Page:Sensine - Chrestomathie Poètes, Payot, 1914.djvu/31

Le texte de cette page a été corrigé et est conforme au fac-similé.

Œuvres à lire de Chénedollé : Le Génie de l’homme (1807) ; Les Études poétiques (1820). — Pour l’étudier, consulter : Sainte-Beuve, Chateaubriand et son groupe littéraire sous l’Empire ; Gustave Merlet, Tableau de la littérature française (1800-1815) ; F. Brunetière, Études critiques, Ier série (1888) ; G. Pellissier, Le mouvement littéraire au XIXe siècle (1898).




Né à Château-Gontier en 1791, mort à Paris en 1820.

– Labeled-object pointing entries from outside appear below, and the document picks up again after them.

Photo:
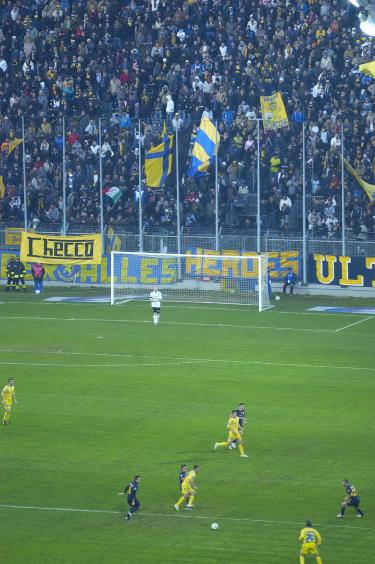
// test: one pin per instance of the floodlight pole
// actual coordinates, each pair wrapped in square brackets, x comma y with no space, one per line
[343,242]
[304,246]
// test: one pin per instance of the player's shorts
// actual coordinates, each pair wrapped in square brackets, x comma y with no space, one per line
[234,436]
[187,490]
[309,548]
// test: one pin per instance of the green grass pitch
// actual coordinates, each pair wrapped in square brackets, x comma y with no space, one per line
[104,395]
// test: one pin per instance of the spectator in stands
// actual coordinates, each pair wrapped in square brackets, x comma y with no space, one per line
[122,60]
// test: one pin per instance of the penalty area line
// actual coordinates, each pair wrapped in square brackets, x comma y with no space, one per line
[173,323]
[176,516]
[170,359]
[352,324]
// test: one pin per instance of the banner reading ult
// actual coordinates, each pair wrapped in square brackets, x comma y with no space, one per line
[50,249]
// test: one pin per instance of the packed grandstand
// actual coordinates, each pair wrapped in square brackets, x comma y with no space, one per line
[70,68]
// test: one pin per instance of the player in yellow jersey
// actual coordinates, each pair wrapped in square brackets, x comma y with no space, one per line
[310,539]
[235,434]
[8,395]
[188,489]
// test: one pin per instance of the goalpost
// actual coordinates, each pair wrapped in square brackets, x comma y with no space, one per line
[209,278]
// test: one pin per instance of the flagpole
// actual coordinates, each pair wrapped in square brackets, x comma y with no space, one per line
[216,193]
[258,185]
[343,242]
[101,186]
[64,180]
[178,194]
[140,189]
[24,173]
[304,256]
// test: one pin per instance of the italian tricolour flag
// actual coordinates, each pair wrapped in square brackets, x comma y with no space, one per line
[114,193]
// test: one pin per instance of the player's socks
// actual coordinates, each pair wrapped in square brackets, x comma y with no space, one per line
[180,501]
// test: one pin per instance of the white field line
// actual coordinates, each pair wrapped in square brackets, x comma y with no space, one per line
[137,321]
[127,365]
[177,516]
[181,360]
[243,309]
[352,324]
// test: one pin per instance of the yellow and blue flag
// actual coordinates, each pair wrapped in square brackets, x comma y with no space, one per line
[158,162]
[368,188]
[205,147]
[13,144]
[368,68]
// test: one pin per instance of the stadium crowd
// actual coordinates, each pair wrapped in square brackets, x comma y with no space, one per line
[156,60]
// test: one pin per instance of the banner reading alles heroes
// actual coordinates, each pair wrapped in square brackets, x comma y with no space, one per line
[51,249]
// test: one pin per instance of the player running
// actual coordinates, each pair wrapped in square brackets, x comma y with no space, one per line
[351,500]
[155,299]
[188,489]
[131,490]
[311,539]
[8,396]
[234,434]
[241,414]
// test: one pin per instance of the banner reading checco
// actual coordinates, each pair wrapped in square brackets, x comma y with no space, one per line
[50,249]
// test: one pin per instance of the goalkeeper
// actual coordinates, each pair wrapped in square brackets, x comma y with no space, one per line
[155,299]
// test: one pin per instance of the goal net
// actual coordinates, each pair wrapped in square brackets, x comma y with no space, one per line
[209,278]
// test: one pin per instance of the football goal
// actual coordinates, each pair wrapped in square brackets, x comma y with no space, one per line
[192,278]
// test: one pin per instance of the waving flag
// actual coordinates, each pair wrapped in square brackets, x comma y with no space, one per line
[368,68]
[158,161]
[205,147]
[114,193]
[368,188]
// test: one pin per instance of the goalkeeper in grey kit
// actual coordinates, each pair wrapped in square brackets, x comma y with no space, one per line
[155,299]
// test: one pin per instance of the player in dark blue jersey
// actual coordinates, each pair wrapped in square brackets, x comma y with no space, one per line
[352,500]
[241,414]
[131,490]
[289,280]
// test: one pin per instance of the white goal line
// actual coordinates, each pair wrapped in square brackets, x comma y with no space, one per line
[176,516]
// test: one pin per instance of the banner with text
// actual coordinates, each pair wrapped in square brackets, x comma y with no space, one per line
[356,272]
[51,249]
[143,270]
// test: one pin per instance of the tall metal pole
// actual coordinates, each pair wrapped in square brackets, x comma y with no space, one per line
[178,194]
[24,173]
[217,245]
[304,251]
[140,189]
[64,180]
[343,242]
[101,186]
[258,186]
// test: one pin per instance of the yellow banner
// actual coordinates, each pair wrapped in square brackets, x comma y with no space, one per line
[50,249]
[273,112]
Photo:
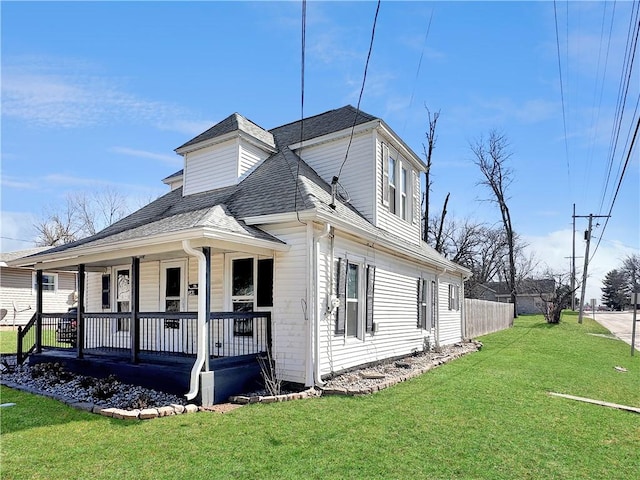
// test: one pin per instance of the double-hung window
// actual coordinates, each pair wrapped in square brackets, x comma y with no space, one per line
[352,299]
[423,305]
[355,291]
[397,184]
[392,185]
[454,297]
[427,304]
[404,214]
[123,299]
[251,285]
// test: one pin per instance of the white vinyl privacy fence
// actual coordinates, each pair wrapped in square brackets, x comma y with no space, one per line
[482,317]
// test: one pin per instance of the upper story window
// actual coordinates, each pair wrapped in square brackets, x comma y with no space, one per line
[392,185]
[403,194]
[354,287]
[397,184]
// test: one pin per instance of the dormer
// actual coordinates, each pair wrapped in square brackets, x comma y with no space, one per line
[225,154]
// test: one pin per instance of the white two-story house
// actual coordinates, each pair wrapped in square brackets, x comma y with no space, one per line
[305,238]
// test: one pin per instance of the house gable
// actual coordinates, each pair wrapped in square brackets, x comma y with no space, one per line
[356,147]
[223,155]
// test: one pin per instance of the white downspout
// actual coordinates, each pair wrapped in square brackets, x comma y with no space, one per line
[320,312]
[202,319]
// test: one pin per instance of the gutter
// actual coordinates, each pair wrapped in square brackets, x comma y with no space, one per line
[202,320]
[317,308]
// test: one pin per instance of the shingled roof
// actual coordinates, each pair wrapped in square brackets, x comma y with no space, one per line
[282,184]
[233,123]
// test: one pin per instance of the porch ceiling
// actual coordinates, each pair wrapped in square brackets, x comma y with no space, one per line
[151,249]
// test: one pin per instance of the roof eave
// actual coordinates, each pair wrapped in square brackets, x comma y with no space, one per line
[209,142]
[142,246]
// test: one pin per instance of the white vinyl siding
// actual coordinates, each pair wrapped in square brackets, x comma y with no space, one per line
[290,288]
[220,165]
[386,217]
[449,325]
[250,157]
[395,312]
[358,175]
[211,168]
[16,286]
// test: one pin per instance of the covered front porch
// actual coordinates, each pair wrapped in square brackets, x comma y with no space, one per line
[163,355]
[145,313]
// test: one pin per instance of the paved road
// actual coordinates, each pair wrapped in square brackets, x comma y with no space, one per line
[619,323]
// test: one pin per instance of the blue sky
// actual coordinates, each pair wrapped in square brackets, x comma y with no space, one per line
[98,95]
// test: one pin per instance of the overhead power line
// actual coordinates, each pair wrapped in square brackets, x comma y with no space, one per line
[364,79]
[564,117]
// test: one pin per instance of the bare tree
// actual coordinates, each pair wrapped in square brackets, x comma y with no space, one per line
[81,215]
[631,268]
[559,298]
[492,158]
[428,152]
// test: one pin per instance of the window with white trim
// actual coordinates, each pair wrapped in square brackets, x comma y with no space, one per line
[251,287]
[355,313]
[454,297]
[397,184]
[392,185]
[49,282]
[123,298]
[404,213]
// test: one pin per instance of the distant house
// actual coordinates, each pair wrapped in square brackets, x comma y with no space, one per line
[18,289]
[303,239]
[530,298]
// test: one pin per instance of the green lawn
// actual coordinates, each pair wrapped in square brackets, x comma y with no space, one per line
[486,415]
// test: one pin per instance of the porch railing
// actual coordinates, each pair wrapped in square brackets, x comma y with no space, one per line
[26,340]
[158,333]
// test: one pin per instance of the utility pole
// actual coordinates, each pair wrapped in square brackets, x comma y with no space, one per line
[587,236]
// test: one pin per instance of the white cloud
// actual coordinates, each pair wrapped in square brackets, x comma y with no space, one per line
[21,184]
[174,160]
[63,93]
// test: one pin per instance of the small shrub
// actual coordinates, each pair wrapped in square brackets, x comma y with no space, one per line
[141,402]
[105,388]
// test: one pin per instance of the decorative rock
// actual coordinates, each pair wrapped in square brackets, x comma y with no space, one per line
[166,411]
[147,413]
[86,406]
[131,415]
[118,413]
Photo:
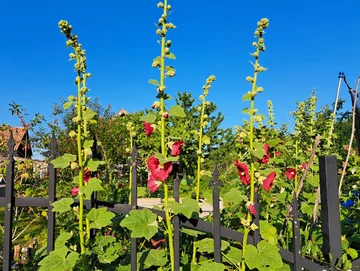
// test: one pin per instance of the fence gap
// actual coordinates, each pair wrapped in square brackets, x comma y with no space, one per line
[296,235]
[330,214]
[216,214]
[9,206]
[51,195]
[176,219]
[134,154]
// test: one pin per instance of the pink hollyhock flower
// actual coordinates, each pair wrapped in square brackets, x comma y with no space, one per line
[153,184]
[303,166]
[148,128]
[87,175]
[176,148]
[75,191]
[290,173]
[269,181]
[158,171]
[252,209]
[243,172]
[266,157]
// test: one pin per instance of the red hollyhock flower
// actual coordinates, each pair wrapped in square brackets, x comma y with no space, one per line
[269,181]
[266,157]
[290,173]
[153,184]
[176,148]
[252,209]
[87,175]
[158,171]
[75,191]
[148,128]
[243,172]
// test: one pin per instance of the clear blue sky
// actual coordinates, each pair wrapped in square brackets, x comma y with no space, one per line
[308,43]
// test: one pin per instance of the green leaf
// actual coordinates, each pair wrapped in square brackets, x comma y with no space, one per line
[234,196]
[100,218]
[93,185]
[62,239]
[269,255]
[67,104]
[63,161]
[93,164]
[251,257]
[177,111]
[207,245]
[139,222]
[259,153]
[150,118]
[163,160]
[58,260]
[154,82]
[88,144]
[171,56]
[268,232]
[63,205]
[187,207]
[88,114]
[153,257]
[212,266]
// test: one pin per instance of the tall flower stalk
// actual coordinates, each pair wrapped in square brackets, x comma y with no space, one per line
[260,47]
[202,139]
[81,121]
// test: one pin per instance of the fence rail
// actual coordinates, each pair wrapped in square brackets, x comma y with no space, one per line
[331,225]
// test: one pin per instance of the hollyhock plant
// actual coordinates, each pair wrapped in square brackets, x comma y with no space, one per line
[290,173]
[75,191]
[158,171]
[252,209]
[87,175]
[266,157]
[243,172]
[176,148]
[269,181]
[153,184]
[149,129]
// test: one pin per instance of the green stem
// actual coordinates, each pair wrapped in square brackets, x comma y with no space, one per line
[80,158]
[252,165]
[198,175]
[169,227]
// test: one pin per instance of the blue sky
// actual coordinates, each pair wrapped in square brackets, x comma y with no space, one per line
[308,43]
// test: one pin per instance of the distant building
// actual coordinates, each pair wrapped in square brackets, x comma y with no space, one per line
[22,142]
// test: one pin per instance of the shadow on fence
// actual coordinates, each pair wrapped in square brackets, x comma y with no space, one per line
[331,225]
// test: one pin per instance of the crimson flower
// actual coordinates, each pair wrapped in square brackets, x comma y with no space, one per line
[243,172]
[153,184]
[252,209]
[87,175]
[148,128]
[266,157]
[75,191]
[176,148]
[269,181]
[290,173]
[158,171]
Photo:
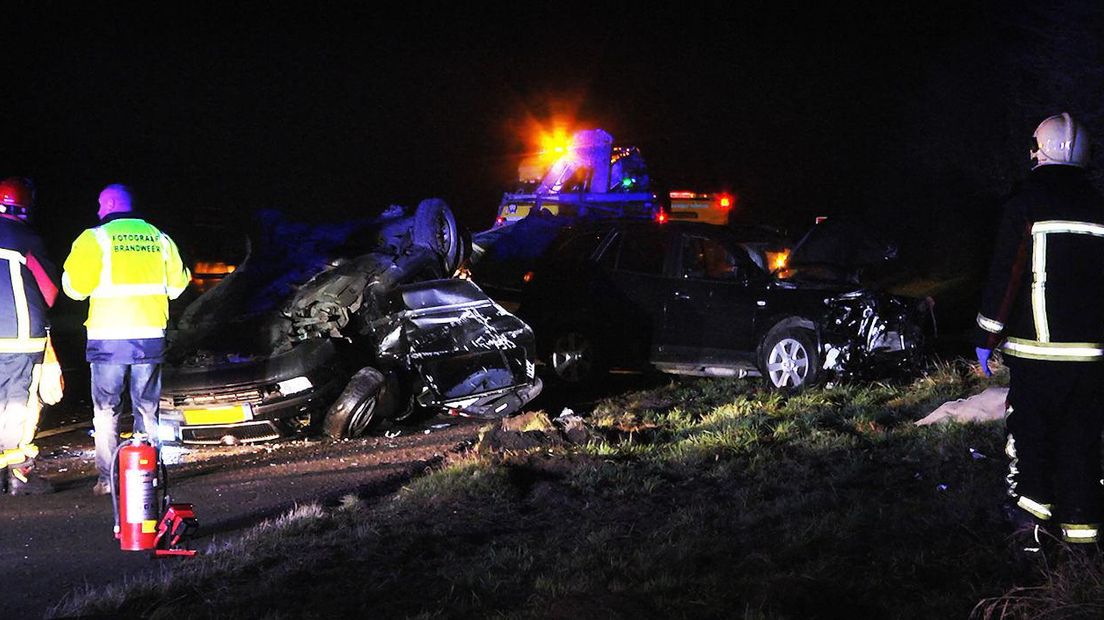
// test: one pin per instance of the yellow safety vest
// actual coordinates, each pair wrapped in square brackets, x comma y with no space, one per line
[128,269]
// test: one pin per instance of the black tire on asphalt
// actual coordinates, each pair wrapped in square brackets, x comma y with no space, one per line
[435,228]
[789,357]
[575,356]
[364,402]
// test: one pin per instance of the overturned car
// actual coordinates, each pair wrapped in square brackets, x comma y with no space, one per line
[335,327]
[699,299]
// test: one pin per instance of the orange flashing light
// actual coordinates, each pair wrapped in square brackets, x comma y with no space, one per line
[777,259]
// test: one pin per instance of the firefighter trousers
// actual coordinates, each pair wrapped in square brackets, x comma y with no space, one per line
[1054,420]
[19,407]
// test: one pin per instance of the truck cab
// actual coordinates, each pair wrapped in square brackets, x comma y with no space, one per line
[592,178]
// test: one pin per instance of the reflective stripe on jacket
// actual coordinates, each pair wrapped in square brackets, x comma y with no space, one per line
[22,306]
[128,269]
[1044,297]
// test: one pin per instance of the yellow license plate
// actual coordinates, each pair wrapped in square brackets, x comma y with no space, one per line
[216,415]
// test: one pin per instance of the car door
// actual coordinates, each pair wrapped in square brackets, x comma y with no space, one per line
[711,310]
[639,284]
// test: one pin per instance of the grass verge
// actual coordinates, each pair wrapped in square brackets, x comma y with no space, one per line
[704,498]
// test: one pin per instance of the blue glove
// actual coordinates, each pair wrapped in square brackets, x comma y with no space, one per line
[983,360]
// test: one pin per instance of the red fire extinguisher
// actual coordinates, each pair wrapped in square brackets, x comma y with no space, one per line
[136,494]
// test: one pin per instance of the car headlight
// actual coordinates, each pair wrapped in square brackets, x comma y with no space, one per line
[294,385]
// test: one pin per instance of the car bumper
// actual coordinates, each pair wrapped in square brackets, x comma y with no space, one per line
[244,421]
[496,404]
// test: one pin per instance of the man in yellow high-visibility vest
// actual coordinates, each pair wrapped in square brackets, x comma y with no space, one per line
[129,270]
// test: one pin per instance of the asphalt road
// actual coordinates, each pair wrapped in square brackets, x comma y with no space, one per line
[55,544]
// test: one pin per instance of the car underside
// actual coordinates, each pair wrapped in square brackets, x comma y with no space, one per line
[335,328]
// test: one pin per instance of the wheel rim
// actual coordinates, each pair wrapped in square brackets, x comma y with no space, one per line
[788,363]
[361,417]
[573,356]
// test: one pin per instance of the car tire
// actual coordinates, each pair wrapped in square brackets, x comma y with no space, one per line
[789,357]
[364,401]
[575,356]
[435,228]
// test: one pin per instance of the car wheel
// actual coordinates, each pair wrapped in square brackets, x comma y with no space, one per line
[435,228]
[364,401]
[789,359]
[575,356]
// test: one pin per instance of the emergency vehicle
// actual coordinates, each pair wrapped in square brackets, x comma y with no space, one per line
[593,178]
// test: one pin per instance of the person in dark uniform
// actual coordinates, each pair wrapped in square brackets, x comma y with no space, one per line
[29,371]
[1043,305]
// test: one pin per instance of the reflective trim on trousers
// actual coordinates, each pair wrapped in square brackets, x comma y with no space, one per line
[1053,351]
[1080,532]
[22,344]
[989,324]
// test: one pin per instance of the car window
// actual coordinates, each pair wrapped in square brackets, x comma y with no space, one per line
[704,258]
[581,246]
[643,250]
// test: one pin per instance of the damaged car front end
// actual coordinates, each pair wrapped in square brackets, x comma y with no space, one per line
[867,334]
[335,328]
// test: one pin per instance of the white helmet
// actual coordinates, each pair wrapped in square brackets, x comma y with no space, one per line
[1060,141]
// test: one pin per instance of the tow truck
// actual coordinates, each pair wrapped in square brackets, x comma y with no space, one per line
[592,178]
[595,178]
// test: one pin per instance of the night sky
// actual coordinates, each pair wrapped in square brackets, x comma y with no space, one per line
[905,116]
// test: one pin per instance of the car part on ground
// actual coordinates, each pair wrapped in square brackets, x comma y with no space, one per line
[700,299]
[337,327]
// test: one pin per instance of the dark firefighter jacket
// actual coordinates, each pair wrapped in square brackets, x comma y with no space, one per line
[27,288]
[1044,298]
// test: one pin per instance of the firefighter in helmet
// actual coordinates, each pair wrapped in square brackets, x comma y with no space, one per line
[1043,306]
[128,269]
[29,371]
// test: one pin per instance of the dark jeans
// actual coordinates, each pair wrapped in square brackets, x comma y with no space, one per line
[107,384]
[19,406]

Élégiaque chrétien, tendre et sentimental, il marque la transition entre Millevoye et Lamartine. Sa courte vie fut une lutte mélancolique contre la mort : comme l’auteur des Élégies, il mourut, lui aussi, poitrinaire et se sentit mourir. Sa poésie, déjà toute romantique par les sentiments, est absolument sincère. Lorsqu’il parle de ses douleurs, ce n’est pas, comme tant de poètes de l’âge suivant, par mode littéraire ou par suggestion livresque. Il voyait venir le « noir séraphin », en écrivant ses plaintives rêveries. Son style, délicat et pur, a parfois la suavité des strophes lamartiniennes.


Le lit de mort[1]


Cessez de me flatter d’une espérance vaine ;
Cessez, ô mes amis, de me cacher vos pleurs.
La sentence est portée ; oui, ma mort est certaine,
Et je ne vivrai plus bientôt que dans vos cœurs.

Pour la dernière fois, j’ai vu briller l’aurore ;
Pour la dernière fois, ce beau soleil m’a lui,
Votre ami, succombant au mal qui le dévore,
Sur le déclin du jour va s’éteindre avec lui.

Mais demain, quand, paré d’une splendeur nouvelle,
Le soleil triomphant rentrera dans les cieux,
Votre ami dormira dans la nuit éternelle,
Et l’éclat du matin n’ouvrira plus ses yeux.

Déjà tout s’obscurcit, tout s’efface à ma vue.
Tout m’échappe, entraîné par d’invisibles mains,
Et seule s’offre à moi cette route inconnue
Dont le terme se cache au regard des humains.

Eh bien, ces noirs sentiers, ces régions obscures,
Cette nuit du trépas n’étonnent point mon cœur.
Vers le Dieu qui m’attend je lève des mains pures
Ennemi du méchant, il est mon protecteur.

  1. Extrait des Épîtres et Élégies (1819). Malade et se sachant condamné, le poète écrivit ces vers touchants, comme un adieu qu’il pensait définitif.